Fritz und seine Freunde

■ Eine hingerissene Barbara Alms präsentierte in Delmenhorst die Neuerwerbungen der graphischen Sammlung – ein beeindruckender Abriss der europäischen Avantgarde

„Haben wir Schwitters jetzt? Kandinsky hängt... Und Kupka? Also, den da, ein bißchen rechts. Ja: perfekt.“ Aus dem geschäftigen Tun der beiden Mitarbeiterinnen der Städtischen Galerie, die die Bilder kurz vor Toresschluss noch mit den dazugehörigen Künstlernamen ausstatten, erschließt sich bereits ein „Who is Who“ der Europäischen Avantgarde, die vor allem im Berlin der Zehner und Zwanziger Jahre des letzten Jahrhunderts ihren Lauf nahm.

„Akrobaten, Harlekine und Amazonen“, so der Titel der Ausstellung, die das Netzwerk aus Künstlerfreunden und -kollegen um den 1881 in Delmenhorst geborenen Maler Fritz Stuckenberg präsentiert und dabei den kunstgeschichtlichen Weg, den die Avantgarde von ihren Anfängen bis hin zum Konstruktivismus nimmt, nachzeichnet. „Local Hero“ Stuckenbergs Popularität wird mit dieser Retrospektive tüchtig unter die Arme gegriffen, obwohl ihm Delmenhorst selbst damals zum Verhängnis wurde. 1921 kehrte er aus Berlin zurück, unwissend, dass der Rückzug in die Provinz sein künstlerisches Todesurteil bedeuten würde: Er verlor den Anschluss zur Kunstmetropole Berlin.

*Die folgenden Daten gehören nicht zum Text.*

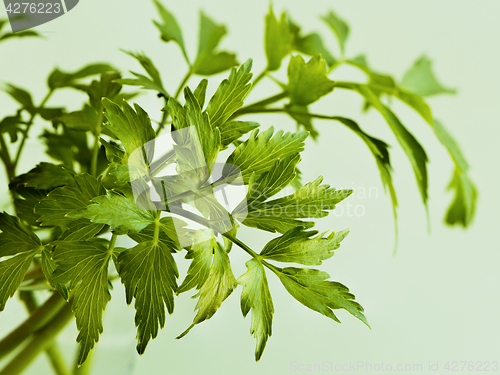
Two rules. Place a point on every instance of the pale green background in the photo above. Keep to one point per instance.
(437, 301)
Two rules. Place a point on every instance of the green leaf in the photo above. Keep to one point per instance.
(376, 79)
(307, 82)
(149, 273)
(23, 245)
(339, 28)
(300, 113)
(48, 268)
(22, 96)
(232, 130)
(217, 286)
(84, 265)
(169, 28)
(282, 173)
(380, 151)
(277, 40)
(230, 94)
(105, 87)
(20, 34)
(168, 232)
(311, 44)
(15, 238)
(259, 153)
(461, 210)
(58, 79)
(50, 113)
(11, 125)
(81, 230)
(45, 176)
(121, 213)
(25, 202)
(63, 201)
(299, 246)
(201, 253)
(133, 128)
(312, 200)
(208, 135)
(256, 297)
(84, 120)
(209, 61)
(311, 288)
(382, 83)
(70, 146)
(420, 79)
(408, 142)
(200, 92)
(153, 82)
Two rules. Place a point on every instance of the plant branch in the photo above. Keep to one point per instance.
(38, 319)
(241, 244)
(259, 77)
(52, 351)
(26, 131)
(40, 342)
(97, 144)
(256, 107)
(183, 83)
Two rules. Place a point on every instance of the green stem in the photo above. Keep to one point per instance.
(9, 166)
(38, 319)
(39, 343)
(26, 131)
(241, 244)
(259, 77)
(84, 369)
(97, 145)
(177, 93)
(259, 106)
(52, 351)
(183, 83)
(164, 119)
(56, 359)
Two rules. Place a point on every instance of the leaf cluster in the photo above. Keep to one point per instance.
(108, 180)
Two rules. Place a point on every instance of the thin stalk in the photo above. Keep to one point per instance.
(52, 351)
(177, 93)
(39, 343)
(9, 166)
(38, 319)
(56, 359)
(259, 77)
(84, 369)
(163, 121)
(183, 83)
(97, 144)
(26, 131)
(241, 244)
(259, 105)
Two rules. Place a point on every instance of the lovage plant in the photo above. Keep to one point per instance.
(166, 186)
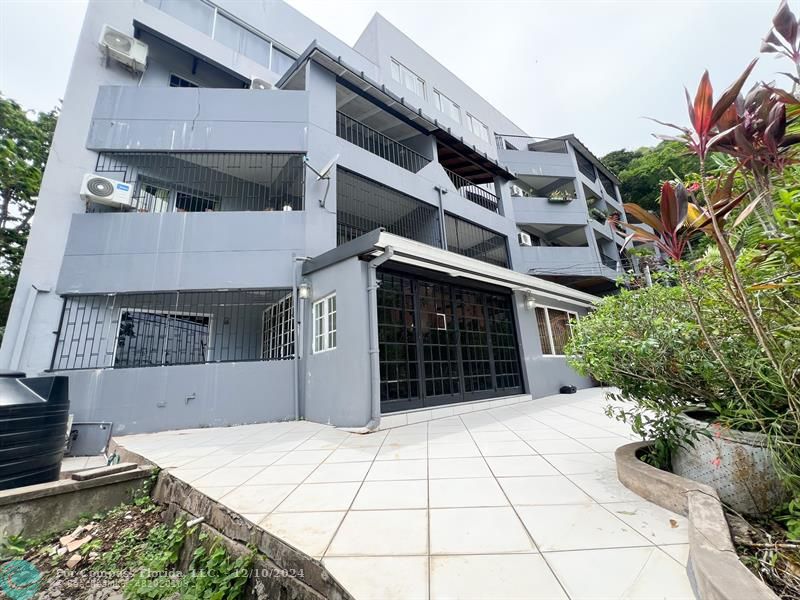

Stolze 60 Neuerwerbungen konnte Kuratorin Barbara Alms in den letzten drei Jahren aufkaufen, wie sie auf der gestrigen Pressekonferenz nicht ohne Stolz verkündete. Und zeigt sich erleichtert aufgrund des Ergebnisses: „Ich habe gezittert, als noch unklar war, ob wir eine stimmige Ausstellung hinbekommen“. Nun ist sie ganz begeistert – und mit Leidenschaft bei der Sache. Etwa, wenn sie von dem Glücksgriff erzählt, eine Bleistiftzeichnung von Aristide Maillol erbeutet zu haben: „ ,Drei Nymphen', darüber freu ich mich am meisten – hinreißend, gaaanz hinreißend!“

Und lässt sich beim Vortrag auch nicht von einer erwerbsschreibenden Kollegin aus dem Konzept bringen, die sich forsch nach den Geldgebern erkundigt („Sie haben doch sicher keinen hohen Ankaufs-Etat, oder?“). Hat sie nicht, aber wohlwollende Stifter, wie das Land Niedersachsen oder den Freundeskreis Coburg. Ab heute ist die Erweiterung der bestehenden Sammlung Stuckenberg der Öffentlichkeit zugänglich. Zwar finden sich auf den insgesamt 80 graphischen Werken – Aquarelle, Holz- und Linolschnitt, Zeichnungen und Skizzen – mitunter tatsächlich Amazonen oder Akrobaten, doch ist der Titel hauptsächlich als Metapher für das Selbstverständnis der beteiligten Meister zu verstehen. Ein Satz des frühexpressionistischen Schriftstellers Karl Otten ziert diesbezüglich eine blaue Wand: „Ein Akrobat ist ein Mensch, der etwas auf die Spitze treibt. Die einen meinen ihr Vergnügen, ihre Spannung, er meint seine Kraft und sein Leben“. Barbara Alms, seit 1989 Leiterin der Galerie im Haus Coburg, ergänzt: „Trotz all dem Glanz und Glamour, der der Epoche oft anhaftet, ist es den Künstlern ernst gewesen. Ihre Arbeit hatte etwas Getriebenes, Tie-fes, es ging um's Existentielle“.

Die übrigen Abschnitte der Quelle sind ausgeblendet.